Date: February 19, 2020
Times: 05:30 pm – 07:00 pm
Audience: Public Event
Venue: Howell Hall
Caitlin Zaloom is a cultural anthropologist and an associate professor of Social & Cultural Analysis at New York University. She studies the cultural dimensions of finance, technology, and economic life. Her latest book, Indebted: How Families Make College Work at Any Cost, explores how the financial pressures of paying for college affect middle-class families. Zaloom is also author of Out of the Pits: Traders and Technology from Chicago to London, Editor in Chief of Public Books, and co-editor of the recent volumes Think in Public and Antidemocracy in America. Zaloom’s research has been supported by the National Science Foundation, the Russell Sage Foundation, and Stanford University’s Center for Advanced Study in the Behavioral Sciences, and her work has been featured in outlets including The New York Times, The Atlantic, Time, NPR, The Chronicle of Higher Education, and Times Higher Education.

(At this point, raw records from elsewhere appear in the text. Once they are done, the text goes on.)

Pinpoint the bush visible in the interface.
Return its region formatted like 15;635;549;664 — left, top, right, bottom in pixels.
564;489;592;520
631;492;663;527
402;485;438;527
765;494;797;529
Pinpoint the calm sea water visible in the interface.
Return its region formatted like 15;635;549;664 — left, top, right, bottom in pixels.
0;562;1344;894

Ross Gregory Douthat is an American conservative political analyst, blogger, author and New York Times columnist. He was a senior editor of The Atlantic. He has written on a variety of conservative topics, including the state of Christianity in America and "sustainable decadence" in contemporary society. Douthat attended Hamden Hall, a private high school in Hamden, Connecticut. He graduated magna cum laude with a Bachelor of Arts from Harvard University in 2002, where he was also elected to Phi Beta Kappa. While there he contributed to The Harvard Crimson and edited The Harvard Salient.
Thomas Chatterton Williams, is a contributing writer at the New York Times Magazine and a columnist for Harper’s. Williams is the author of two memoirs, Losing My Cool and Self-Portrait in Black and White, which recount his struggles with racial identity as a teen-ager and as an adult. The son of a Black father and a white mother, he describes himself in his second book as "an ex-black man." He is known for his critique of Ta-Nehisi Coates, whom Williams believes overemphasizes race and racism, creating "a fantasy that flattens psychological and material difference within and between groups.
Anastasia Berg started as Assistant Professor of Philosophy at the Hebrew University of Jerusalem in the fall of 2020. She spent the previous three years as a Postdoctoral Junior Research Fellow in Philosophy at Corpus Christi College, the University of Cambridge. She holds a BA from Harvard and an MA and joint degree Ph.D. from the Committee on Social Thought and the Philosophy Department at the University of Chicago. Her academic research interests lie at the intersection of contemporary moral philosophy, metaethics and moral psychology and the history of moral philosophy, especially Kant and post-Kantian German Idealism, but also Aristotle and Heidegger.
Sarah A. Treul is an Associate Professor specializing in American political institutions, with an emphasis on the U.S. Congress and courts. She earned her B.A. in Political Science and Psychology from Wellesley College and her M.A and Ph.D., both in Political Science, from the University of Minnesota. Her research interests include the voting behavior of U.S. senators, bicameralism, and state delegations in Congress. She is currently working on a project analyzing how a decline in state economic interests has contributed to polarization in Congress.